I find that brining while it rests enhances the flavor and the meat is ready to cook right out of the freezer. I could brine after freezing, but brining while it rests seems like a more efficient use of time.
For me, deboning and cubing is easier when the meat is slightly frozen. I like to grill mine on skewers with various veggies. The bones, ribs and leftover meat bits go to the dogs raw.
Otherwise, the whole thing goes in a pressure cooker prior to deboning for casseroles and whatnot. In that case, the bones go in the trash.
I soak my rabbits and squirrels in salt water over night just to get the blood out. Other than that there is no reason to soak them in salt water (brine). When you butcher a tame rabbit you are bleeding it out when you cut it's head off, right after stunning it. That doesn't happen when you shoot wild game, so you soak it. The difference in salt content inside the animal as compared to the salt water draws out the blood.

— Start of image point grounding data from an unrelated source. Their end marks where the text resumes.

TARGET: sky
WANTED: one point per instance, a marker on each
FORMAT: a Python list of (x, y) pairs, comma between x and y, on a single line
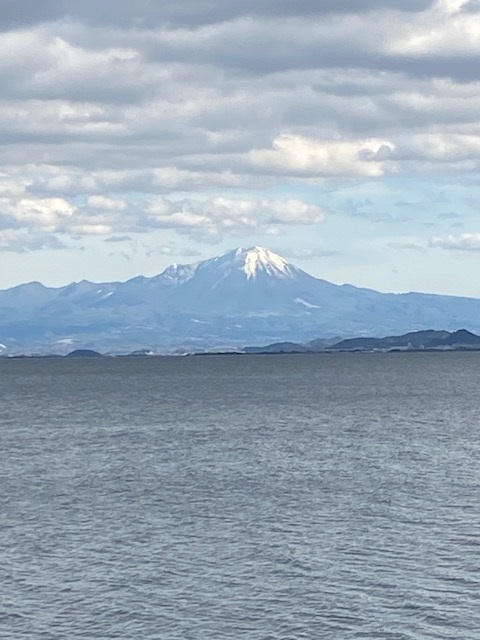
[(342, 134)]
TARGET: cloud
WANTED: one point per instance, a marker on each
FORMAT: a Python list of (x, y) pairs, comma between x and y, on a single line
[(303, 156), (25, 242), (462, 242), (308, 253), (118, 119), (221, 216), (189, 13)]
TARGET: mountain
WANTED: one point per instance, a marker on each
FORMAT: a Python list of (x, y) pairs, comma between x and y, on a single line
[(413, 341), (246, 296)]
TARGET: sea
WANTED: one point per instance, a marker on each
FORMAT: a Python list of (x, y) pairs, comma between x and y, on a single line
[(275, 497)]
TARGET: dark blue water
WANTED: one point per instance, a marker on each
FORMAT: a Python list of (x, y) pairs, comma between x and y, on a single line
[(256, 497)]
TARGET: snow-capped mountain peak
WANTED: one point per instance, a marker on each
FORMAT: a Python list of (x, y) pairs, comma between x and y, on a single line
[(257, 259)]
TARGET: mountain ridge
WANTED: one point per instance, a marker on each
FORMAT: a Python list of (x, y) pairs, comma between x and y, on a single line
[(242, 297)]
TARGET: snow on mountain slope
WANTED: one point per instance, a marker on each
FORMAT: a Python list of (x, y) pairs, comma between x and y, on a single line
[(245, 296)]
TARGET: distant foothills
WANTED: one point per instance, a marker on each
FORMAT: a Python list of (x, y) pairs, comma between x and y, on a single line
[(244, 297), (430, 340)]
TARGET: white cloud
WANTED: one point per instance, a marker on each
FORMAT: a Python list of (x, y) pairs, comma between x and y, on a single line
[(461, 242), (324, 158)]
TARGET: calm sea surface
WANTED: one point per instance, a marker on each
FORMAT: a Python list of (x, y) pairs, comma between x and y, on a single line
[(241, 497)]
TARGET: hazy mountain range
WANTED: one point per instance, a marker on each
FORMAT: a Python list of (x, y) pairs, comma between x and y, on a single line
[(246, 296)]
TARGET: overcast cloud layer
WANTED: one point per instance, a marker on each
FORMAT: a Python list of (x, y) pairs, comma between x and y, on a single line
[(137, 133)]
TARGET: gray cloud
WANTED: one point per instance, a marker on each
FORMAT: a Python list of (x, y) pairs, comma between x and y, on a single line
[(207, 98), (188, 13)]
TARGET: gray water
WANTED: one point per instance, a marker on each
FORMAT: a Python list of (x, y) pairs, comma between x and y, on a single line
[(240, 497)]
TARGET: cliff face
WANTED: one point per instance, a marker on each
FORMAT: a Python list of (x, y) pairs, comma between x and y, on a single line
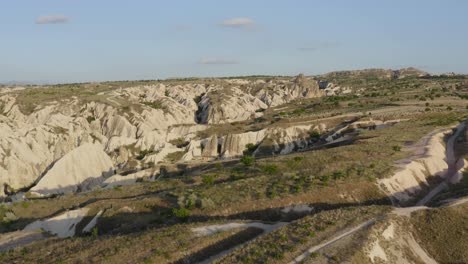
[(128, 128), (81, 168)]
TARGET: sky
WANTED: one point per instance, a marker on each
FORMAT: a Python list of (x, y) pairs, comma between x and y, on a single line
[(98, 40)]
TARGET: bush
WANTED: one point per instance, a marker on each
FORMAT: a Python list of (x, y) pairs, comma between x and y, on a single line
[(95, 232), (155, 104), (247, 160), (396, 148), (250, 148), (270, 169), (181, 213), (314, 134), (208, 179)]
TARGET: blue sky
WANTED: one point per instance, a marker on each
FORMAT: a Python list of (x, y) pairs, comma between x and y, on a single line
[(91, 40)]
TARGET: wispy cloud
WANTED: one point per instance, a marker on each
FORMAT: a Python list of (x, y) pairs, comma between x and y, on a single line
[(52, 19), (239, 22), (182, 27), (318, 45), (217, 61)]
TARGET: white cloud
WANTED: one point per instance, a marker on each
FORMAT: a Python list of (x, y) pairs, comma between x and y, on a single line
[(52, 19), (217, 61), (239, 22), (318, 45)]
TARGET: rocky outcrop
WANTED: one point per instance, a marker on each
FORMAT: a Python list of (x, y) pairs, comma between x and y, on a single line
[(274, 94), (130, 121), (63, 225), (377, 73), (81, 169), (414, 173), (227, 105)]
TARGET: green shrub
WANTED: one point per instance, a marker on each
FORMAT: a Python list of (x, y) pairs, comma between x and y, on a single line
[(396, 148), (250, 148), (314, 134), (269, 169), (247, 160), (208, 179), (155, 104), (181, 213), (95, 232)]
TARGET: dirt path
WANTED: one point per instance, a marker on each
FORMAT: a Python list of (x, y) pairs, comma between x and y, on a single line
[(19, 238), (332, 240), (208, 230), (451, 161), (452, 168)]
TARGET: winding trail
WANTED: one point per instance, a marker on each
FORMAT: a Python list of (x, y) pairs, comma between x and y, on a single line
[(332, 240), (405, 211), (452, 167)]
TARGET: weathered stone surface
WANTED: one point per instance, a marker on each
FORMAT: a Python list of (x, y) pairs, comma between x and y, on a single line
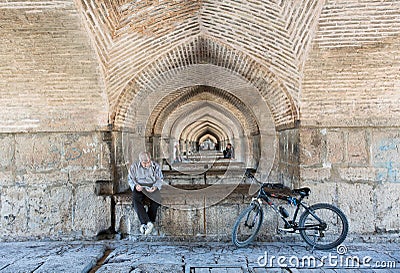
[(310, 147), (335, 147), (7, 148), (14, 212), (357, 149), (385, 155), (356, 201), (91, 213), (315, 174), (387, 207), (358, 174)]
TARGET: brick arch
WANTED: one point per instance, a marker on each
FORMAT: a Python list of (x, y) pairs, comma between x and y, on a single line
[(201, 50), (185, 123), (201, 93)]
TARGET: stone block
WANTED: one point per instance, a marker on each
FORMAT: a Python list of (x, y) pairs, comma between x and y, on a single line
[(91, 213), (335, 146), (387, 202), (82, 150), (84, 176), (38, 152), (49, 210), (182, 221), (311, 147), (14, 212), (321, 192), (314, 174), (7, 148), (219, 219), (358, 174), (39, 178), (385, 154), (6, 178), (357, 147), (356, 201)]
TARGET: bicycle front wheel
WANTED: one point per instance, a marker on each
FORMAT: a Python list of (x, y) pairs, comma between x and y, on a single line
[(247, 225), (323, 226)]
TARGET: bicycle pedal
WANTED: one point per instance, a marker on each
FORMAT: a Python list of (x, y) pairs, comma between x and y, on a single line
[(284, 230)]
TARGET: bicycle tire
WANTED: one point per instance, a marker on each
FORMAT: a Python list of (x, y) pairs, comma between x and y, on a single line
[(332, 235), (243, 234)]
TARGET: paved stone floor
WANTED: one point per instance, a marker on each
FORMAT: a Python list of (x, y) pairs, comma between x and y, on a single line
[(196, 257)]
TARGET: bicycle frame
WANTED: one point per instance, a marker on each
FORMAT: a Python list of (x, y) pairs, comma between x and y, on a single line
[(290, 225)]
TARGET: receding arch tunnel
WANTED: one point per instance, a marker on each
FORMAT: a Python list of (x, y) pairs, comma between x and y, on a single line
[(191, 107)]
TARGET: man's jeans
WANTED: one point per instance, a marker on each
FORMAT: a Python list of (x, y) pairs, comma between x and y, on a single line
[(140, 199)]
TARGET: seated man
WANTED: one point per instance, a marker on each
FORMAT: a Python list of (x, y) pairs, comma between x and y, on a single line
[(145, 179)]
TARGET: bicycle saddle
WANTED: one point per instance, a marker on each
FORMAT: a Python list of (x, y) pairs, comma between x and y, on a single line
[(302, 191)]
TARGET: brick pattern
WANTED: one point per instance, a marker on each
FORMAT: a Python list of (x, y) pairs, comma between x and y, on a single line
[(282, 106), (355, 23), (200, 93), (273, 35), (49, 74)]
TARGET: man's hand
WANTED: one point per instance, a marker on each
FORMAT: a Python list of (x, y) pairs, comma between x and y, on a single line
[(153, 189)]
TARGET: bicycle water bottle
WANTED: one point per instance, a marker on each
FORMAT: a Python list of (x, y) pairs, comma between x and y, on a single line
[(283, 212)]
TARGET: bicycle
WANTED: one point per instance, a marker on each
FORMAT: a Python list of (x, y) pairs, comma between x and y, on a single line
[(322, 225)]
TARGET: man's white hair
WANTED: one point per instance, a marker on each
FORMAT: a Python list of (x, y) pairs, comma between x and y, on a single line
[(144, 157)]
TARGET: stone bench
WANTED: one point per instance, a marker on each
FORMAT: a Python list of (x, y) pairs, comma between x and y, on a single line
[(183, 216)]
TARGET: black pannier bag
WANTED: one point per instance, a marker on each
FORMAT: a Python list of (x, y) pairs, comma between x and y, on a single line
[(277, 188)]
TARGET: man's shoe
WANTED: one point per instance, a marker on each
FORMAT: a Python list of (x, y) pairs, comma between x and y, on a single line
[(149, 228), (143, 228)]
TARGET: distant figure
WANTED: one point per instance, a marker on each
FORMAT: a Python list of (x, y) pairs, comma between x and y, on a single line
[(229, 151)]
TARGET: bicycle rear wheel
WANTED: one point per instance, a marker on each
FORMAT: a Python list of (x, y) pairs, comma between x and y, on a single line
[(329, 233), (247, 225)]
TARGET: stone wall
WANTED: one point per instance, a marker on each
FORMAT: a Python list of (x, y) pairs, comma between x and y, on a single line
[(48, 185), (357, 169)]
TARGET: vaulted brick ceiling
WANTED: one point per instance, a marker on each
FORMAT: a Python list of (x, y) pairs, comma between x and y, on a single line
[(266, 42)]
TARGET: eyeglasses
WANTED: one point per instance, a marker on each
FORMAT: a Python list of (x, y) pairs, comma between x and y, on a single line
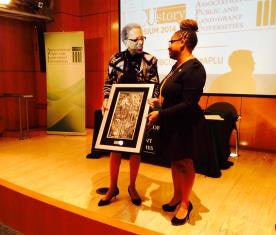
[(143, 38), (173, 41)]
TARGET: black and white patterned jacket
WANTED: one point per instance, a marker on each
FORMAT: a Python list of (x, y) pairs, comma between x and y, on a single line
[(147, 73)]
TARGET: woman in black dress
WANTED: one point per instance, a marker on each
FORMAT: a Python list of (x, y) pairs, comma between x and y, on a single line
[(181, 117)]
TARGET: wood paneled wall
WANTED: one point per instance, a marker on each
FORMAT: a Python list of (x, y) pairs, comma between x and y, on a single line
[(19, 71)]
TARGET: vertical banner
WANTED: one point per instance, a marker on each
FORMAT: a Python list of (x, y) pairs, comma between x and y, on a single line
[(65, 82)]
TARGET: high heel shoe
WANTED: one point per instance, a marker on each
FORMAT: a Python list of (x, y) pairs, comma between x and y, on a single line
[(135, 201), (176, 221), (105, 202), (170, 208)]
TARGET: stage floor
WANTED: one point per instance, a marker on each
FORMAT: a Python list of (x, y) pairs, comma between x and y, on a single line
[(241, 201)]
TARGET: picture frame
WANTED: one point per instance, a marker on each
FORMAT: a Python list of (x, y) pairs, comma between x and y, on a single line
[(123, 125)]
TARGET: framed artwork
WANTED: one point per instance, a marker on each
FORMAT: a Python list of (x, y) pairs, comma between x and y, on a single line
[(123, 125)]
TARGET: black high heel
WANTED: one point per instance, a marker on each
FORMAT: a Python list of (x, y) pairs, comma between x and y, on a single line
[(135, 201), (170, 208), (103, 202), (176, 221)]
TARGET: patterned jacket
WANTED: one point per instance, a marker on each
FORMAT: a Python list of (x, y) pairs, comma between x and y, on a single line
[(147, 73)]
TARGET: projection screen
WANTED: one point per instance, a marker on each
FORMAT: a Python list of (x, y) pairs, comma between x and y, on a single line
[(237, 40)]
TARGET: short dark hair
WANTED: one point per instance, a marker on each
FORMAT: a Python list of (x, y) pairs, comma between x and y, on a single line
[(188, 29)]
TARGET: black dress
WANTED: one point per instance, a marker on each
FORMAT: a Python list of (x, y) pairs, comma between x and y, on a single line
[(181, 118)]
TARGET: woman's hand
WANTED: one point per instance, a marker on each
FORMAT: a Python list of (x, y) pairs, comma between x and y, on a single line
[(153, 102), (152, 118)]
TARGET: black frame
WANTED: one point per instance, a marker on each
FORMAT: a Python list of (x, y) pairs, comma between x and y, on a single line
[(123, 125)]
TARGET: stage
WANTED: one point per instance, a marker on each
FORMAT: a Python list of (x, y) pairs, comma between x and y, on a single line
[(48, 180)]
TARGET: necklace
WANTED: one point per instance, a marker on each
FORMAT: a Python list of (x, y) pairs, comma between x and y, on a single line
[(161, 98)]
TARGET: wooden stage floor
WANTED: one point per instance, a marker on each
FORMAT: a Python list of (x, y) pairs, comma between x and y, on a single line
[(241, 201)]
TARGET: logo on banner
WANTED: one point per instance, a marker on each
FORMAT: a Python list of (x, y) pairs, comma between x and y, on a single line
[(76, 54), (266, 13)]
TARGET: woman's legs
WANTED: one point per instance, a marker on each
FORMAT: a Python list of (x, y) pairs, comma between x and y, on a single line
[(185, 175), (176, 186), (134, 164), (114, 166)]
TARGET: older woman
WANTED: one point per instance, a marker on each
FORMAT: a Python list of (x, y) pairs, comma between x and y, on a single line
[(181, 117), (130, 66)]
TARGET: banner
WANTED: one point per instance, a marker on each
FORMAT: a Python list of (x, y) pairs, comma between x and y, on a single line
[(65, 69)]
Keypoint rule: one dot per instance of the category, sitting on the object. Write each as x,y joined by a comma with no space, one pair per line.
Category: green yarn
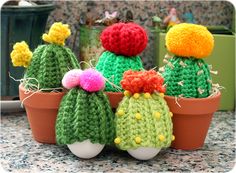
189,80
83,115
48,65
113,66
148,128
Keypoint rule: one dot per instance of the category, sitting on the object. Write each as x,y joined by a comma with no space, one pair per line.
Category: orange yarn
142,81
189,40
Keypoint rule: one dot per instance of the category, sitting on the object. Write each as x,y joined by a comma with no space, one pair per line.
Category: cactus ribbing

You can also soak venison if it wasn't bled out well and is real red. Also, don't mind soaking some of the blood and other bad stuff out of liver before I cook it.
I have tried brining once or twice a long time ago. Didn't make any difference in flavor, just was more trouble and took up room in our fridge. Now we process and freeze immediately. Usually if we're going to eat what we butchered, we do so when we're all done with butchering all the , and then start cooking after we're all cleaned up. No texture or taste problems whatsoever. We bleed them out so no issues with too much blood in the body to require a brine soak, unlike hunted animals.
We usually butcher in the 20-30 of rabbits per butchering day, and usually around 50 chickens when we do a batch. Usually we have rabbit or chicken for dinner that night. Depending on when we get done with clean up and butchering, some of those carcasses could be anywhere from half an hour to a couple hours after death.
Good lord, MyGoat, we are a tiny operation compared to you! I hope to get there though.
I always have brined to maintain moisture in the finished product, like before smoking a big pork butt or something like that. I actually did not know doing such was a guard against a 'gamey' taste or blood in the meat. Similar to rinsing fresh catfish in buttermilk I guess?